A second wave came along and deposited her soggy son at her feet on the sand. She looked at him, then again turned her gaze heavenward.
"He had a hat!" she yelled.
...A Jewish mother in Brooklyn decided to prepare her will and make her final requests. She
told her rabbi she had two final requests. First, she wanted to be cremated, and
second, she wanted her ashes scattered all over the shopping mall.
"Why the shopping mall?" asked the rabbi.
"Then at least I'll be sure my daughters visit me
twice a week."
...A Jewish man is laying on the operating table, about to be operated on by his son, the surgeon. The father says, "Son, think of it this way... If anything happens to me, your mother is coming to live with you."
...Mrs. Goldberg, age 75, went to see a gynecologist for the first time in her life. She was asked to step behind a screen and remove her clothes so the doctor could examine her. At some point during the examination, Mrs.

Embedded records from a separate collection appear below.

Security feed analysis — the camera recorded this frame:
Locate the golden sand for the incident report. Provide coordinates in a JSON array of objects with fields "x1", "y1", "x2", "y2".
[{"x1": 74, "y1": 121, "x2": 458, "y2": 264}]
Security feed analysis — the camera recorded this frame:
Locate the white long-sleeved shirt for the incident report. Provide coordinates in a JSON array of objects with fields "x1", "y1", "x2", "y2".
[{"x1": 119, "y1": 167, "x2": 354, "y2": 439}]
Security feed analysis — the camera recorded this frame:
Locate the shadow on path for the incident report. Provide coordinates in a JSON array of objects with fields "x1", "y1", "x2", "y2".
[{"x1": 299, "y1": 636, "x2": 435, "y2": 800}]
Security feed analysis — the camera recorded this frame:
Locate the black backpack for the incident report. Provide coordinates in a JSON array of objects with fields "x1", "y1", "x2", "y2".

Goldberg said, "Excuse me, doctor, can I ask you a question?"
"Certainly," the doctor replied.
"Tell me," she said. "Your mother knows that from this you make a living?"
...A young Jewish Mother walks her son to the school bus corner on his first day of kindergarten.
" Behave, my bubaleh" she says. "Take good care of yourself and think about your Mother, tataleh!"
" And come right back home on the bus, schein kindaleh."
"Your Mommy loves you a lot, my ketsaleh!"
At the end of the school day the bus comes back and she runs to her son and hugs him.
"So what did my pupaleh learn on his first day of school?"
The boy answers, "I learned my name is David."
What if the following people had had Jewish mothers?
Mona Lisa: "This you call a smile, after all the money your father and I spent on the orthodontist?"
Chistopher Columbus: "I don't care what you've discovered, you still should have written!"
Michelangelo: "Why can't you paint on walls like other children? Do you know how hard it is to get this junk off the ceiling?"
Napoleon: "All right, if you're not hiding your report card inside your jacket, take your hand out of there and show me!"
Abraham Lincoln: "Again with the hat! Why can't you wear a baseball cap like the other kids?"
George Washington: "Next time I catch you throwing money across thePotomac, you can kiss your allowance good-bye!"
Thomas Edison: "Of course I'm proud that you invented the electric light bulb. Now turn it off and go to sleep!"
Paul Revere: "I don't care where you think you have to go, young man; midnight is long past your bedtime!"
And then these two, who really did have Jewish mothers:
Albert Einstein: "But it's your senior photograph! Couldn't you have done something about your hair?"
Moses: "That's a good story! Now tell me where you've really been for the last forty years."
Yes, there's something special about a Jewish mother; she expresses her love by being overly protective, and she teaches derech eretz through sometimes sarcastic, nagging questions. We can laugh at them all day. But at the end of the day, think about the amazing achievements of the Jewish people, and remember that each Jew who made a positive impact on history had a Jewish mother! So...it's Mother's Day! Stand up and be proud, Jewish Mothers!